For AI, I’ve already noted the increase use in electricity but there is a whole new supply chain ecosystem needed. This video talks about how the current network infrastructure is too SLOW for AI and the entire network system needs to be redesigned and upgraded.
https://www.youtube.com/watch?v=fb69FyW2KLk
It doesn’t stop there, politicians are concerned about AI deep fakes and misuse so expect a whole new set of laws that people will be trained on. There will be a whole new “ecosystem” that will required of hundreds of newly trained people in this field.
As for the magic AI can do…ChatGPT has a ‘Finance Wizard’ now that can predict the future price of stocks. I asked it to predict the future price of SPY and gave me $505 to $510 in the short term. Am I trading on this information? no, but I am keeping notes and testing and checking because someday AI will probably be running my portfolio.
in the news is a new videoGPT called Sora that can create video clips with a word prompt…amazing.
A farmer can get rid of 10 farm hands with a tractor but 100 people are needed to provide the tractor.
Fortunately for the tractor manufacturer et al. most of the 100 can be in China or the equivalent.
“A farmer can get rid of 10 farm hands with a tractor but 100 people are needed to provide the tractor.”
The tractor makers sell to more than one farmer.
“Inflation is always and everywhere a monetary phenomenon.” Milton Friedman.
Measuring inflation by auguring the entrails of a goat is pointless. Only need to measure the expansion of the money supply and you know inflation.

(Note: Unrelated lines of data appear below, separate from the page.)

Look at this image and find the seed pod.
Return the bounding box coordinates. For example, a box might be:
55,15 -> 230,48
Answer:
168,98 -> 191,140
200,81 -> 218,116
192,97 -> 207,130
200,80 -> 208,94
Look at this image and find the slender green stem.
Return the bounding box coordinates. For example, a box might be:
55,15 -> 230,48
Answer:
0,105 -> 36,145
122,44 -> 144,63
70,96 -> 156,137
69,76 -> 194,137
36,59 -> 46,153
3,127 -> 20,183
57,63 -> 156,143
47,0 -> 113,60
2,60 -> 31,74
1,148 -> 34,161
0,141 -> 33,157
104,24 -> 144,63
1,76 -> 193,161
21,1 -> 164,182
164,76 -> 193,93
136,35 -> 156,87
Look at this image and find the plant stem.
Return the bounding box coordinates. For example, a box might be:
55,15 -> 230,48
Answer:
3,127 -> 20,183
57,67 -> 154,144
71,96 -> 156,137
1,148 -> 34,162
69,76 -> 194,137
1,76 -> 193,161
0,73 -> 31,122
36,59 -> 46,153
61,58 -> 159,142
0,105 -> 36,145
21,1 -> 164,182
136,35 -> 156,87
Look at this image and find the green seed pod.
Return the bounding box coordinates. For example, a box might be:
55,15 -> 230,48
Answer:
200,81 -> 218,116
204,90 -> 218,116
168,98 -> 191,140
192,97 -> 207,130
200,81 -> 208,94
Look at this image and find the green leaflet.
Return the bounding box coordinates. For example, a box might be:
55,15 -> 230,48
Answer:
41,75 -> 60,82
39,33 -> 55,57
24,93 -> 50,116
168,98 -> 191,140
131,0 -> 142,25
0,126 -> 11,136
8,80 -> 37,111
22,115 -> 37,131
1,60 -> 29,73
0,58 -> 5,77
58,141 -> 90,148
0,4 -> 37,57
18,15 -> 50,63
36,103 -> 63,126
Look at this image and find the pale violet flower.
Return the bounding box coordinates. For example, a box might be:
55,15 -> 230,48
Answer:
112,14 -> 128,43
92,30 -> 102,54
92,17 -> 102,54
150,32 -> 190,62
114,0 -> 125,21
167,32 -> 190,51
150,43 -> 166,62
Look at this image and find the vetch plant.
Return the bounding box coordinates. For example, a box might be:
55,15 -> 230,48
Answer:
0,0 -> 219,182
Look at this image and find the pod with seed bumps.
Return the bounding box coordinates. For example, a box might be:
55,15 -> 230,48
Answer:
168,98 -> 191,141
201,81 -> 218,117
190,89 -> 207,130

I was expecting someone would comment on ZeroHedge live debate: The fate of the US dollar. One of the useful feats ZeroHedge managed to muster . At about 2 hour mark, Jim Rickards keeps droning on about how ZIRP didn’t create any inflation, and only fiscal spigot led to inflation.
I wonder what century does he live in. ZIRP created massive inflation in assets. That it didn’t effect the Chinese product CPI, is disingenuous.
https://www.youtube.com/watch?v=LSVVFbk1gy4&t=1910s
Rickards has been droning since the early 2000’s, that I am aware of.
Of course, I came in late.
Thanks for the quote. The Fed is happy with asset inflation but not consumer inflation which riles up the masses. That’s why policy is what it is. Asset inflation helps keep tax revenue high. Just ask Gavin Newsom.
All these discussions expose one obvious truth: this is not real inflation in the classical sense. Inflation is supposed to be a ‘general’ rise in prices. Instead here we are bickering on a handful of items that make up most of the measured inflation. So it should be obvious that this is not a ‘monetary’ inflation but a structural one. And yet, economists do the only thing they know how to do and keep treating this inflation as a demand driven , monetary one. This will result in more damaging monetary policy, no real solution to the rent and healthcare inflation (both due to concentrated monopolistic pricing power and structural scarcity). It is no wonder most Fed operations end up in a deep recession and financial collapse.